De todos esses tantos Nocas, no entanto, é necessário ressaltar o grande e versátil sambista que ele foi. Autor de sambas-enredos emocionantes como "Gosto que me enrosco" (1995) e "Olhos da noite" (1998), ambos vencedores do Estandarte de Ouro, ele foi parceiro de Candeia ("Mil reis"), Delcio Carvalho ("Vendaval da vida"), Toninho Nascimento ("Peregrino", um dos sambas mais bonitos gravador por Paulinho da Viola), Mauro Duarte ("A alegria continua"), muitos deles pouco conhecidos do público geral.

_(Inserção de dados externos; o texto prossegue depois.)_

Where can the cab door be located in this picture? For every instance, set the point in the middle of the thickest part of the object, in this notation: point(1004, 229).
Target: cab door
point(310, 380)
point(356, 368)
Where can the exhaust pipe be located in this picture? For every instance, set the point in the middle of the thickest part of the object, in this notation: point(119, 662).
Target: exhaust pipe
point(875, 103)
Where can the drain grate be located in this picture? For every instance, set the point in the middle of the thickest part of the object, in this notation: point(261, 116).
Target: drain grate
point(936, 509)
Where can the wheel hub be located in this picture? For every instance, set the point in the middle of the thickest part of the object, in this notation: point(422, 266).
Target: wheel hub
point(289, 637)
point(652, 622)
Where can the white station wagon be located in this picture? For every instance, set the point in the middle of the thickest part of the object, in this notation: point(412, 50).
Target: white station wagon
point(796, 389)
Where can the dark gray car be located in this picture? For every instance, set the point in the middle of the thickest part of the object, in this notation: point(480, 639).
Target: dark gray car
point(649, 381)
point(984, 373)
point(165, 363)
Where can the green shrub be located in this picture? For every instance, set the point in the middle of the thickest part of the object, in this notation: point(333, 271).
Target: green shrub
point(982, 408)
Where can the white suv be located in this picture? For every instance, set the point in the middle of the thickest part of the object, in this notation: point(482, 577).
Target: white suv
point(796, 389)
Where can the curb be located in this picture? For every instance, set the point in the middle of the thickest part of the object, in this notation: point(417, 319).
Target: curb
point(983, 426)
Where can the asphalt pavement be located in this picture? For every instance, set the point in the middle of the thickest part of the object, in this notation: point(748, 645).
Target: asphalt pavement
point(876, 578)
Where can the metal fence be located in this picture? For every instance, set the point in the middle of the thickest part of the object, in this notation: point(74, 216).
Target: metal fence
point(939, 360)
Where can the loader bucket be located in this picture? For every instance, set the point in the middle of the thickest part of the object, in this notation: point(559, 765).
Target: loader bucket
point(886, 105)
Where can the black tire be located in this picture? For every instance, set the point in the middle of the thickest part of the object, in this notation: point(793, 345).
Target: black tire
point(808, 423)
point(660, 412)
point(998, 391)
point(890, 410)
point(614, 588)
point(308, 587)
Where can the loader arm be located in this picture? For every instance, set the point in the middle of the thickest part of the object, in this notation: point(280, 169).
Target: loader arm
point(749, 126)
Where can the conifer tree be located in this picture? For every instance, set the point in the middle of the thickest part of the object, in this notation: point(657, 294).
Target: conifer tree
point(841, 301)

Noca foi gravado por Beth Carvalho, Clara Nunes, Elza Soares, Fundo de Quintal, Maria Bethânia, Paulinho da Viola, Bezerra da Silva, Nara Leão, Martinho da Vila, com quem fez "Nem a Lua", em homenagem à Vila Isabel, entre outros tantos.

Noca da Portela é daqueles compositores que precisam ser estudados e descobertos até por quem gosta de samba.

No disco "Brasil mestiço", de 1980, Clara Nunes gravou "Última morada", de Noca e Natal. Era o encontro entre dois mineiros, ela de Paraopeba, ele de Leopoldina. O samba fala da despedida de um sambista: "Quando eu morrer/ Eu quero uma batucada/ Pra me levar pra minha última morada... Quero ouvir acordes de um violão/ e o povo nas ruas cantando as estrofes da minha canção".

Como despedida de sambista é gurufim, o desejo de Noca será cumprido à risca hoje, a partir das 8h, na Quadra da Portela, na Rua Clara Nunes, em Madureira. O velório vai até as 14h.